Peer Review---does it work?

Michael Gochfeld gochfeld at eohsi.rutgers.edu
Tue Nov 12 17:37:56 EST 2002


I subscribe to what has been said about peer-reviewed publication. But with two
caveats:

1.  reviewers only know so much and with complex papers, two or even three or now
even four reviewers may not know enough to criticize a method.

For instance two recent reviews of one of our papers, paid no attention to the
complex analytic methodology, apparently taking it for granted that we knew what we
were talking about and that the quality assurance methods worked.  One hit heavily
on the statistical methodology wanting to know why we used non-parametric statistics
instead of log-transformed.

So lots of mis-information can get by without anyone doing anything wrong.  The
system simply has imperfections, and for some journals the imperfections run to very
long review times----a year to get back your manuscript for revision and another
year to see it published (assuming you still remember what you wanted to say a year
ago.

2.  Some reviewers are simply very aggressive and believe their job is to police the
literature (editors like this because it helps them reject papers when they get too
many, often three times as many as they can publish).  Good journals have acceptance
rates of less than 50% (some down to 10%). Therefore aggressive reviewing is deemed
necessary.  It often, however, excludes papers that intrude on the reviewers domain
and it often excludes non-orthodox opinions and findings.
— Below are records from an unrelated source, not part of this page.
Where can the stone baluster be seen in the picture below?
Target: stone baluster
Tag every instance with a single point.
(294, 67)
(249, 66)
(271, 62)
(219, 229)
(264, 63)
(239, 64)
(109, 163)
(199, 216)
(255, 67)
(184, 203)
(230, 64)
But, the system plods along.  About 15 years ago, I predicted that by 2000, hard
copy journals would have greatly declined with many transferring only to electronic
form.  The technology moved faster than I expected in terms of transmitting
graphics, band width etc, but there are still journals out there with more and more
coming along each day.  Still it's a pleasure to be able to click on an icon and see
a paper complete with color graphics appear on your screen.